For all of us this was a first experience in a big conference and the first time at Law and Society Association Conference. We presented a panel on the Law and Film Club “Eating Popcorn Like a Lawyer”, and our upcoming book. It was also the first time that we were all together in a physical space (we organised the panel with Edward and Mathilde Baril-Jannard from McGill). Each of us would like to add some personal impressions about this experience.
Louis Hill: The Law and Society gathering was a wonderful experience. I attended several seminars, mainly related to the institution of the jury. I have recently become more and more interested in lay justice and have begun writing about it. Being able to talk about this with scholars working in America, where the jury is so central, was very insightful. Concerning the Law and Cinema panel, I thought it was very enriching to have an American perspective on the matter. The use of films within Critical Race Theory projects was particularly interesting.
Alexia Katsiginis: I attended my first Law and Society conference this year, which brought together over 2,500 researchers from across the world working on the intersection between law and society. Professionally, the conference allowed me to make connections with researchers working in my field. I met scholars who have been central to my own research, as well as other young scholars whose work overlaps with my own. A community of researchers who have encountered relatable challenges both in their research and when entering the job market makes it easier to navigate the often complicated terrain of academia. Moreover, the panel on which I presented was an excellent opportunity to publicise and discuss our upcoming book on Law and Film, to which a number of doctoral students and professors from the law school contributed. The panel provoked interesting discussions about academic freedom, legal pedagogy, and aesthetics.
Vittoria Becci: Attending the Law and Society conference was exciting. I had the chance to meet in person and listen to some of the main authors I have only encountered through their books and articles. I also met some new scholars that fascinated me. Not only that, but I mostly attended panels on the use of audiovisual methodology in legal research, legal consciousness, and queer theory. These are topics relevant to my research and my interests, and to have the opportunity to have them discussed all at once was wonderful. With our panel on law and film, we also contributed to a debate on the visual and the humanities related to law. We had a very exciting discussion on ways of teaching, and the meaning of the images in law. The fact that the conference was in Denver (Colorado, USA), so far away from European ways of debating and interacting, was also a formative experience.
How do you plan to continue this experience and what are your plans for the future?

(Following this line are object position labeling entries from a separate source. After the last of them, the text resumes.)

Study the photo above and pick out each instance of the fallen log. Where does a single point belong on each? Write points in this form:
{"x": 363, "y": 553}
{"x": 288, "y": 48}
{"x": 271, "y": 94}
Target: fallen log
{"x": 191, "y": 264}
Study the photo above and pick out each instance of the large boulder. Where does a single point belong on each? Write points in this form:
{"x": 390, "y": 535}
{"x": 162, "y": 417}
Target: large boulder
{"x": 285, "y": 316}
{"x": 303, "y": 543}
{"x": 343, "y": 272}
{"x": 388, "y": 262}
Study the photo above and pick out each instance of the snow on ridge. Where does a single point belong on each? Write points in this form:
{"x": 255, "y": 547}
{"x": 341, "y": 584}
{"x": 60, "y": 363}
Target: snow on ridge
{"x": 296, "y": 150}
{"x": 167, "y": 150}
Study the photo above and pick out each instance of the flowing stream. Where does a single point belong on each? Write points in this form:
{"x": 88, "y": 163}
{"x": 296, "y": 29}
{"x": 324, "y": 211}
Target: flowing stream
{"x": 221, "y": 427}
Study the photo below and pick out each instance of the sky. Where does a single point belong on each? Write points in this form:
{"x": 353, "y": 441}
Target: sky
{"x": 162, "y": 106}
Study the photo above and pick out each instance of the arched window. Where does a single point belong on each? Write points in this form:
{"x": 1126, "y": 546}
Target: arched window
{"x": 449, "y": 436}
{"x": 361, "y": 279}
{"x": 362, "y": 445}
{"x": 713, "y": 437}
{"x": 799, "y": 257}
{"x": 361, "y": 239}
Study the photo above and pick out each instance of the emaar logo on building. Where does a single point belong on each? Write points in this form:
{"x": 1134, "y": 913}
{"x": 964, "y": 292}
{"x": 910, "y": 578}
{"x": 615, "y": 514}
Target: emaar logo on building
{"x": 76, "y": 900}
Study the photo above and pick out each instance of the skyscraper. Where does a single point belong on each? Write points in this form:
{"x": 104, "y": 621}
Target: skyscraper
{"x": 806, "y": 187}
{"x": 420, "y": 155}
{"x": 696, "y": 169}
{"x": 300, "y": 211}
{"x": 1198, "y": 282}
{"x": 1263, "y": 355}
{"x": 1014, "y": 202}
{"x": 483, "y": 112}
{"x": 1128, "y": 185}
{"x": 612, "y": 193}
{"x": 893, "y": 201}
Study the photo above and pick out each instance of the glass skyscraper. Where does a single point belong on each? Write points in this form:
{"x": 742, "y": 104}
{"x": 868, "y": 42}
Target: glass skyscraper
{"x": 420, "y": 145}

Academic life is always on the move. Someone will leave, some other will stay, but hopefully some new PhD students will continue the tradition and let it evolve. To create continuity was one of the missions of the club, the one that also led us to write a book inspired by this seminar.
With a first big support expressed by Gunter Frankenber, the book is edited by Edward van Daalen, Alexia Katsiginis and I, and contains contributions from Sciences Po professors and PhD students such as Severine Dusollier, Helena Alviar, Louis Hill, Elie Aslanoff, Alberto Rinaldi. We hope that this book, that will be published at the beginning of 2025 by Routledge, will contribute to a field that we believe need to be reinvigorated and to promote taking the time to eat popcorn while watching, looking, observing and thinking like a lawyer. We also hope that the book will contribute to have more law and film club in law schools to broader the debate in law and humanities.